Mas o Coletivo de Camponeses de Île à Vache (KOPI), fundado em 2013, tem lutado para defender os moradores da emigração forçada (OBS: Quantos deles não estão vindo ao Brasil?), da expulsão de suas próprias terras e da crise alimentar e ambiental que os mega-projetos turísticos estão acarretando: desmatamento, redução dos cultivos e 20 mil habitantes removidos pelos policiais das “brigadas motorizadas”, em troca da promessa de 2 mil empregos, auspiciados pelos operadores turísticos na região, e por 1.500 residências que ocuparão inteiramente as costas da ilha.
(...) A imprensa mundial tende a apresentar os problemas do Haiti de maneira tendenciosa, como se a pobreza endêmica, o desmatamento, o cólera, etc, tenham sido produzidos por um povo inconsciente ou por um clima adverso.
(Por outro lado tal imprensa) minimiza as responsabilidades de governos e agências estrangeiras que repartem entre si as doações, os programas e os benefícios, e das multinacionais que dominam a economia da ilha.
O mesmo acontece com o papel corrupto da (chamada) elite política nacional, aliada das potências mais influentes na história haitiana, como França, USA e Canadá. Pouco se fala dos esbanjamentos e custos logísticos das mais de 10 mil ONGs presentes no Haiti que, na maioria dos casos, constituem mais de 60% do orçamento.

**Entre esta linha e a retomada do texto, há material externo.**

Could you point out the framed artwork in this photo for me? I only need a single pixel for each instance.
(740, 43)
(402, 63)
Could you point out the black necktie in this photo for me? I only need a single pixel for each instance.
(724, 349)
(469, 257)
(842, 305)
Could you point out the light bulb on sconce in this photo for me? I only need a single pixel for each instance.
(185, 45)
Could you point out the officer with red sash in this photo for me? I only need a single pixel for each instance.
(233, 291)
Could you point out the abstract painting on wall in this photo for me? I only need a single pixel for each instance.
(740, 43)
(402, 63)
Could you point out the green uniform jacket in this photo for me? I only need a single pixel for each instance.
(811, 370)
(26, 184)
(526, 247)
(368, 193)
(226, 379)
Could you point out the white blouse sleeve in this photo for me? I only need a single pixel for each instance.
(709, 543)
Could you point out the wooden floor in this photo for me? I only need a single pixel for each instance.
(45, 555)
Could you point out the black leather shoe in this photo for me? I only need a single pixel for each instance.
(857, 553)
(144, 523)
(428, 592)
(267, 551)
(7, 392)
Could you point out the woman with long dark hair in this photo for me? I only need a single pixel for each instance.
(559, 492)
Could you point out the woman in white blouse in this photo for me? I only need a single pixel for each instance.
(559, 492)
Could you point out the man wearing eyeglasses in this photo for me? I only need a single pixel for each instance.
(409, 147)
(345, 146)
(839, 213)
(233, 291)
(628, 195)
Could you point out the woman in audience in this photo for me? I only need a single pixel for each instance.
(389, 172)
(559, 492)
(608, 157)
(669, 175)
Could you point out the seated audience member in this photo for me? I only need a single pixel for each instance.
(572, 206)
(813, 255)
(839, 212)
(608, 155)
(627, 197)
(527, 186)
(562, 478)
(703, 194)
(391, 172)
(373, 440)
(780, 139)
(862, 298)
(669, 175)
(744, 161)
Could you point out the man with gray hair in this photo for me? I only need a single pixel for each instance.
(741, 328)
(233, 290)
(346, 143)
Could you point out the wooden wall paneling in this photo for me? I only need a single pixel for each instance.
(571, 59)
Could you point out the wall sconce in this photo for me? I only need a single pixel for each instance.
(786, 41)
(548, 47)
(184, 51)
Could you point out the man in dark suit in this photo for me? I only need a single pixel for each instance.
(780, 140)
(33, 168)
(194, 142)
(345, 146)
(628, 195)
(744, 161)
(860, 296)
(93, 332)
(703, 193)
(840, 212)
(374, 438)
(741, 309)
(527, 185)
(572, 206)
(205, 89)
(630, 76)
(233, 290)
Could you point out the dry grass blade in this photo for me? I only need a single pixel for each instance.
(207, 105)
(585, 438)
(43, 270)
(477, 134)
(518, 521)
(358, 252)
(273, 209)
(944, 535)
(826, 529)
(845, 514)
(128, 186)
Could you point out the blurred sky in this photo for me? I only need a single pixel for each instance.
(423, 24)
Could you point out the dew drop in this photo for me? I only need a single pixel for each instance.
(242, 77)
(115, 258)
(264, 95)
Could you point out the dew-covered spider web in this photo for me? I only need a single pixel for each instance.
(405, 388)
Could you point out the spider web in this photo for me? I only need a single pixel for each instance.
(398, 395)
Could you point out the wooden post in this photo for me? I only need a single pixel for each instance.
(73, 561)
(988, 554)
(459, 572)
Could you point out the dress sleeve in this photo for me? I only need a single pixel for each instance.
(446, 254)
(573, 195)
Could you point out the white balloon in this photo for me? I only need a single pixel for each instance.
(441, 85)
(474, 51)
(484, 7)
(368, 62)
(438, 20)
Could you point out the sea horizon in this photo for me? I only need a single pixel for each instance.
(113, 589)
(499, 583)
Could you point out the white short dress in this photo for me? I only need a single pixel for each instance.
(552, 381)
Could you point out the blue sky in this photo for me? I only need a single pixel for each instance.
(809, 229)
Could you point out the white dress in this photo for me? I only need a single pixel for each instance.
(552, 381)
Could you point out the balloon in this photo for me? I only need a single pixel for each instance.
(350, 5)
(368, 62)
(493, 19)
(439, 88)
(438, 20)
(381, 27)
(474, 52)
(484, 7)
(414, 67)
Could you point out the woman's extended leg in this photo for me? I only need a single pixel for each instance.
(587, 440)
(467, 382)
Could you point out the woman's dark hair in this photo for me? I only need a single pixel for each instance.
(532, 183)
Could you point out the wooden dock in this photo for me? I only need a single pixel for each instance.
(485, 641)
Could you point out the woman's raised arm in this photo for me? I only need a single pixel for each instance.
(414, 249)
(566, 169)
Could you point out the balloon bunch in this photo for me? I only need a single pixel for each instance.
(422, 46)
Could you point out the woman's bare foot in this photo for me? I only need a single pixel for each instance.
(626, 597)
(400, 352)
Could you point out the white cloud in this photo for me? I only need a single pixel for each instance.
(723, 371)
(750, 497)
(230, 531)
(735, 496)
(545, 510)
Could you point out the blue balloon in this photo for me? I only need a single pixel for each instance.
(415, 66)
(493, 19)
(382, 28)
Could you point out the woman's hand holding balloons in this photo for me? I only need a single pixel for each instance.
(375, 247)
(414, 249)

(...) Também a militarização é um fato inconteste pouco mencionado. O território haitiano é ocupado por exércitos estrangeiros cada vez que há alguma crise, como sucedeu após o terremoto, quando chegaram mais de 20 mil marines ianques. Além de tudo o Haiti é controlado permanentemente por uma força internacional, a MINUSTAH (OBS: Da qual o Brasil faz parte).
A ingerência desta milícia policial-militar forânea foi justificada pela suposta violência das cidades haitianas e dos conflitos políticos internos que gerariam instabilidade em toda a região.
(Porém) o Haiti não é um país violento: sua taxa de homicídios é de 7 por 100 mil habitantes, enquanto a média no Caribe é de 17, no México é de 24 e em Honduras 91.
(*) Tradução, síntese/adaptação do artigo.